All Crop 60... Concave replacement

GWMiller

Member
I find myself in a bit over my head. I had an allis 60 combine that had the clean grain elevator bottom rotted out on and the tailing auger trough was rotten also. I bought a 66 from a buddy that was in great shape except that the concave was rotten. Silly me... I thought I would be able to pull out the cylinder on my 60 and my 66.... swap the concaves and slap it all back together. This weekend I pulled the bin and the clean grain elevator off the 66 and also pulled off the outside door/ bearings on the real side of the cylinder. I'm looking at the rest of what I've gotten into and I'm looking for some encouragement and/or direction on how to proceed forward...

How do I actually get the cylinder out? I pulled the nut off the pulley side and took the tension off the belt. I put some heat on it and I figure that the pulley will come off eventually. But do I need to take the speed adjustment assembly off to get the cylinder out?

When I do get that done... do I drill / grind out the rivets holding the old concave in place? Do I then rivet in the new one or do I get some kind of domved machine screw?
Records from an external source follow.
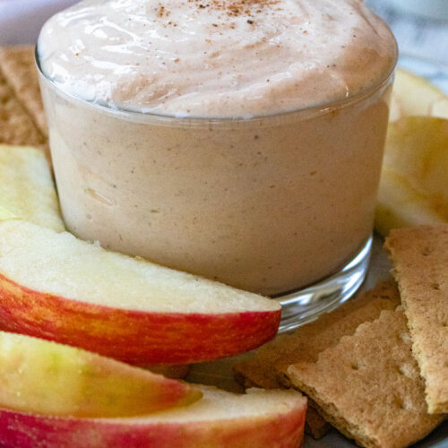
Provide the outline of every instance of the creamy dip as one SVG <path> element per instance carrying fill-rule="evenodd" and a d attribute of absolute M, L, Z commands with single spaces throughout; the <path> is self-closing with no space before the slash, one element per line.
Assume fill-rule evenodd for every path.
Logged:
<path fill-rule="evenodd" d="M 175 116 L 259 116 L 342 99 L 391 70 L 395 42 L 359 0 L 85 0 L 39 41 L 64 90 Z"/>
<path fill-rule="evenodd" d="M 88 0 L 39 53 L 75 235 L 266 295 L 371 235 L 396 45 L 362 2 Z"/>

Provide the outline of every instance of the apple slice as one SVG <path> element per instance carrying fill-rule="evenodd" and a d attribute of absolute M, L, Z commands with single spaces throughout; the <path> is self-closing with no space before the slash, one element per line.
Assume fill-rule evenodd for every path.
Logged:
<path fill-rule="evenodd" d="M 0 327 L 132 364 L 188 364 L 272 339 L 280 306 L 17 220 L 0 222 Z"/>
<path fill-rule="evenodd" d="M 190 404 L 186 383 L 95 353 L 0 332 L 0 407 L 70 417 L 132 417 Z"/>
<path fill-rule="evenodd" d="M 295 391 L 246 394 L 201 386 L 202 400 L 148 417 L 60 418 L 0 410 L 0 440 L 13 448 L 297 448 L 306 399 Z"/>
<path fill-rule="evenodd" d="M 375 229 L 383 237 L 392 228 L 444 222 L 426 197 L 417 192 L 406 177 L 383 168 L 375 211 Z"/>
<path fill-rule="evenodd" d="M 389 125 L 375 228 L 448 221 L 448 120 L 408 116 Z"/>
<path fill-rule="evenodd" d="M 0 145 L 0 220 L 22 218 L 65 229 L 48 162 L 42 151 Z"/>
<path fill-rule="evenodd" d="M 399 68 L 393 82 L 391 121 L 409 116 L 448 118 L 446 100 L 444 91 L 429 81 Z"/>

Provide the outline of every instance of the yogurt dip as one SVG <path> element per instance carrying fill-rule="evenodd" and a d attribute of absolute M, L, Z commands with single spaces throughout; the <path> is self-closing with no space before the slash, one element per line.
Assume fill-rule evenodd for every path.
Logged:
<path fill-rule="evenodd" d="M 86 0 L 39 39 L 68 228 L 266 295 L 369 237 L 396 44 L 358 0 Z"/>

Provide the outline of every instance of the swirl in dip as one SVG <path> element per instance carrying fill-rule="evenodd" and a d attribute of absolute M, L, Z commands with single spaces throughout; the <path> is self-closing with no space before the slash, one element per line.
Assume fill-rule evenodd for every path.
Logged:
<path fill-rule="evenodd" d="M 263 294 L 368 238 L 396 60 L 359 0 L 85 0 L 39 39 L 64 216 Z"/>

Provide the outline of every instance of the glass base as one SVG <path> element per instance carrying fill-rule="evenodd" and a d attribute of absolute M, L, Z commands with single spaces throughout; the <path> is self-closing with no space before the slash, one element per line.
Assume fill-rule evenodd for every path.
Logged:
<path fill-rule="evenodd" d="M 279 332 L 314 321 L 349 300 L 362 285 L 367 273 L 372 237 L 342 269 L 314 285 L 274 297 L 282 306 Z"/>

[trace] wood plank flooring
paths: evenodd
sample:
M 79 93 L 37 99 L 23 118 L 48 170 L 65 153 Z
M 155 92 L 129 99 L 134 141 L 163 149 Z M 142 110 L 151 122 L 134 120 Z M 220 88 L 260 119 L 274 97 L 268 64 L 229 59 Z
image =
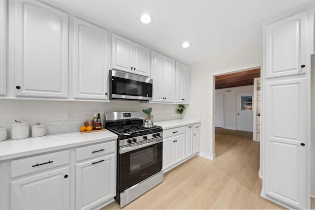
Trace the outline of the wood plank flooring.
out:
M 259 143 L 252 138 L 251 132 L 216 128 L 214 160 L 191 158 L 123 209 L 284 209 L 260 196 Z M 113 202 L 102 209 L 120 208 Z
Any other advice on how to make this as simple a project as possible?
 

Is the Cylinder and Concave of a 60 and a 66 the Same length..??
Never ran a 66, always figured it would slug real bad cutting Clover Seed...it sounds bad enough with the 60..!!

Ron..
 

Is the Cylinder and Concave of a 60 and a 66 the Same length..??
Never ran a 66, always figured it would slug real bad cutting Clover Seed...it sounds bad enough with the 60..!!

Ron..
 
There is a panel on the left side of the thresher housing that allows removal of the cyl. Haven"t looked at mine, but I assume you need to strip everything off the right end to withdraw the cyl. IIRC, the cyl on the 60 and 66 are the same- the header is 6 inches wider on the 66- note the flare in the sheet metal. It narrows to the rear to match the cyl. If you took off the grain bin, it should be easy to work on the right end of the cyl. I don"t understand what you mean by the real (REEL?) side of the cyl.
 
Those concaves you do not have to remove anything else to replace, works better if you do have the cylinder bars removed tho and you should probably replace them while doing the concaves. The concave is a piece of rubber held down with a Z shape piece of steel that is bolted in, no rivits as they are ment to be replaced at same time as the bars and that is when the rubber is wore off the bars, usualy bent from stones as well. You can do both jobs setting in front of the cylinder with a helper under the machine to handle the bottom end of the bolts. Now if you are small enough as I was 40-50 year ago you just crawl into the sepperator area from the left side to do the bars and concaves. But then you still need that helper to either hand you items or handling the nuts on the bolts under the machine and they should be a cariage bolt head in the concaves. They used to make replacement cylinder bottom liners that fastened in with the concave bolts. Yaz all crop should have all the needed parts for the 66 or the 60 to fix up both.
 
IIRC, remove bolts around the perimeter of the round plates which hold the cylinder bearings, remove some pieces which control the speed changer, and the whole cylinder assembly slides out the left side. The plate for the inner bearing is a smaller diameter and slips through the outer hole. No need to remove the pulley from the shaft.

Thresher and separator component parts for the 60, 66, & 72 are mostly interchangeable.